VDMA
»Europa braucht einen Binnenmarkt für Sekundärrohstoffe«
Damit Europa klimaneutral wird, muss die Kreislaufwirtschaft in alle Produktionsprozesse Einzug halten. In diesen zirkulären Prozessen stecken enorme Potenziale für den mittelständischen Maschinen- und Anlagenbau. Der angekündigte Circular Economy Act ist ein wichtiges Zeichen.

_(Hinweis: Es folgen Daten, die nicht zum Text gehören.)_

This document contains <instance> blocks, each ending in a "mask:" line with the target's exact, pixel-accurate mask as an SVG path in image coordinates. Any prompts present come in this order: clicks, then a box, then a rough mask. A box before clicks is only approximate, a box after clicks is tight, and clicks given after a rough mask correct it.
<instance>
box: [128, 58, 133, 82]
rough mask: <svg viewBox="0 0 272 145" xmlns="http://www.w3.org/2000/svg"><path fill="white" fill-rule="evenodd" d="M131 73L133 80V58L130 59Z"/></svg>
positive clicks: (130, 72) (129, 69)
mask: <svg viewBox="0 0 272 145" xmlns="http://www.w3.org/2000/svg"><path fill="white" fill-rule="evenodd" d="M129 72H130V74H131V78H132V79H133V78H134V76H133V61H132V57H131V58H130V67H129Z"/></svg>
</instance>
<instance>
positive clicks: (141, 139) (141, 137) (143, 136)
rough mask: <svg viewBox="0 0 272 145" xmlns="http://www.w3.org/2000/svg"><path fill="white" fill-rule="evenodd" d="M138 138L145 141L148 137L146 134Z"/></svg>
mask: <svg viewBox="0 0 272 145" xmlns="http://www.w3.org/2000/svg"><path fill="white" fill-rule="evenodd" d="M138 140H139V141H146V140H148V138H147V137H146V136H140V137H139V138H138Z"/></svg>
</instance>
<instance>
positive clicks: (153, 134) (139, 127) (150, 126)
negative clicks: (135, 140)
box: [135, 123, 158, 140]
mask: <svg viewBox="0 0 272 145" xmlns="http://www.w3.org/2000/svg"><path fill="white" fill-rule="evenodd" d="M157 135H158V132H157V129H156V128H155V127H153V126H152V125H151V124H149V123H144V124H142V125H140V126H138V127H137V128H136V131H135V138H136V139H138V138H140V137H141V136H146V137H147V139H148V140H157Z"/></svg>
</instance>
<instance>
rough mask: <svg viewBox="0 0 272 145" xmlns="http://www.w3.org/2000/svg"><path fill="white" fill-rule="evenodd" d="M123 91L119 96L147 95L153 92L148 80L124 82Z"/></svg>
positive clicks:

Der Maschinen- und Anlagenbau stehe hinter dem von der Kommission angekündigten Circular Economy Act, heißt es vom VDMA. Damit die Kreislaufwirtschaft allerdings gelingen kann, müssen bestimmte Bedingungen erfüllt sein. Zunächst brauche es einen europäischen Binnenmarkt für Sekundärrohstoffe. Das heißt, dass innerhalb der EU Sekundärmaterialien zu wettbewerbsfähigen Preisen gehandelt und eingesetzt werden müssen. Dazu benötige es Qualitätskriterien und Standards für Sekundärrohstoffe und deren Wiederverwendung, so der VDMA.»Aufgrund volatiler Preise ist der Markt heute stark unter Druck und gerade Sekundärkunststoffe sind häufig teurer und damit wirtschaftlich nicht attraktiv«, weiß Dr. Sarah Brückner, Leiterin der VDMA Abteilung Umwelt und Nachhaltigkeit. »Sowohl das Verhältnis von Menge und Qualität als auch das Preisgefüge stimmen heute einfach nicht, und hier kann die EU mit konkreten Maßnahmen positive Akzente setzen«, so Dr. Brückner weiter.

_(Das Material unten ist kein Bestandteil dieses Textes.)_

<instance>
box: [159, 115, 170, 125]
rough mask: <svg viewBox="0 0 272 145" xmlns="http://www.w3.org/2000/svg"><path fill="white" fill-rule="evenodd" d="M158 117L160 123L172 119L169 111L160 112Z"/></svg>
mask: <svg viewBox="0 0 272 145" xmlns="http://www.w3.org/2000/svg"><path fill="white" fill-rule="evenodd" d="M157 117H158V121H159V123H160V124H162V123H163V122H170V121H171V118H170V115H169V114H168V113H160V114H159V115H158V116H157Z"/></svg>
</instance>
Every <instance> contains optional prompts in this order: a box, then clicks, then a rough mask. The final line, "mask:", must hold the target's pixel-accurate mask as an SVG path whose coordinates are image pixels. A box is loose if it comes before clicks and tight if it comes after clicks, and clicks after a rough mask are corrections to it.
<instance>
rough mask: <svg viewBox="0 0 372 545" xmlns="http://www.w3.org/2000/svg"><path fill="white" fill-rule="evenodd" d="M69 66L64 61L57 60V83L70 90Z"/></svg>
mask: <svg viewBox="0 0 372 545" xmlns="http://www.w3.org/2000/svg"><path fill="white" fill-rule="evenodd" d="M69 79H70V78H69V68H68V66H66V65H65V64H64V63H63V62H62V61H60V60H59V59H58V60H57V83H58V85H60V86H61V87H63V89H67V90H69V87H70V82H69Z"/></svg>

Wie kann der Sekundärrohstoffmarkt gestärkt werden?
Ein Lösungsansatz, um den Sekundärrohstoffmarkt in Europa zu stärken, könnte eine produktspezifische Rezyklat-Einsatzquote sein. Das heißt, für bestimmte Produkte sollte eine Mindestmenge an Sekundärrohstoffen wieder eingesetzt werden. Damit könnte der Markt neu ausgerichtet und die preisliche Schieflage zwischen Rezyklaten und Neuware besser ausgeglichen werden. Wichtig sei dabei, dass diese Quotenregelung und die Marktüberwachung europaweit gelten und zügig umgesetzt würden. Ebenso müsse die Umsetzung bürokratiearm und ohne erhebliche negative wirtschaftliche Auswirkungen auf kleine und mittelständische Unternehmen und die Wettbewerbsfähigkeit erfolgen.
Der Circular Economy Act soll in der kommenden Legislatur veröffentlicht werden. Der VDMA hat dazu klare Vorstellungen: »Wir erhoffen uns, mit Hilfe des Circular Economy Act einen Flickenteppich in der Kreislaufwirtschaft zu vermieden. Denn derzeit ist die Lage in Europa mit Blick auf nationale Abfallvorgaben, Stoffpolitik oder Maßnahmen zur zirkulären Produktpolitik eher chaotisch«, sagt Dr. Brückner. Nationale Maßnahmen, wie der kürzlich in Deutschland veröffentliche Entwurf einer nationalen Kreislauf-wirtschaftsstrategie (NKWS) müssen in den europäischen Rahmen passen, nur so führen sie langfristig zum Erfolg, betont die VDMA-Expertin.